STRESS-STRAIN STATE FINITE ELEMENT MODEL OF PILE-FOUNDATION BRICK BUILDING VERTICAL EXTENSION

Abstract

Relevance: Numerical simulation is provided for the stress-strain state of a pile-foundation brick building with the additional structure. The simulation is performed with MicroFe computer system which creates a model of the base – foundation – superstructure system. In this model, finite elements represent the piles. Purpose: The aim of the paper is to perform the finite element analysis of the base – foundation – superstructure system deformation and compare the theoretical and experimental results. Methodology/approach: Two approaches to the numerical simulation are used: 1) rigid foundation and 2) pliable foundation due to the pile displacement.

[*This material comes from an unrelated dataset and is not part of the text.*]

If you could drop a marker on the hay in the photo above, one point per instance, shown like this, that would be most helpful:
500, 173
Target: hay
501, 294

Findings: The bay analysis based on the first approach shows that the stress values exceed the theoretical in some of the structures. The bay analysis based on the second approach shows that the reinforcement deficit amounts to less than 1 % as compared to the theoretical calculations. The obtained results on the estimated and actual displacement at the wall pedestal part show a 15 % difference. During constructing the additional structure, the calculated values of the stress achieve the maximum and exceed design values. With account of the piled foundation, the stress reduction is obtained in engineering structures. Results: The finite element model is designed for the base – foundation – superstructure system. As a result of comparison of theoretical and experimental results, the main parameters of the absolute and relative vertical pile displacement do not exceed the allowable values determined by the national standards.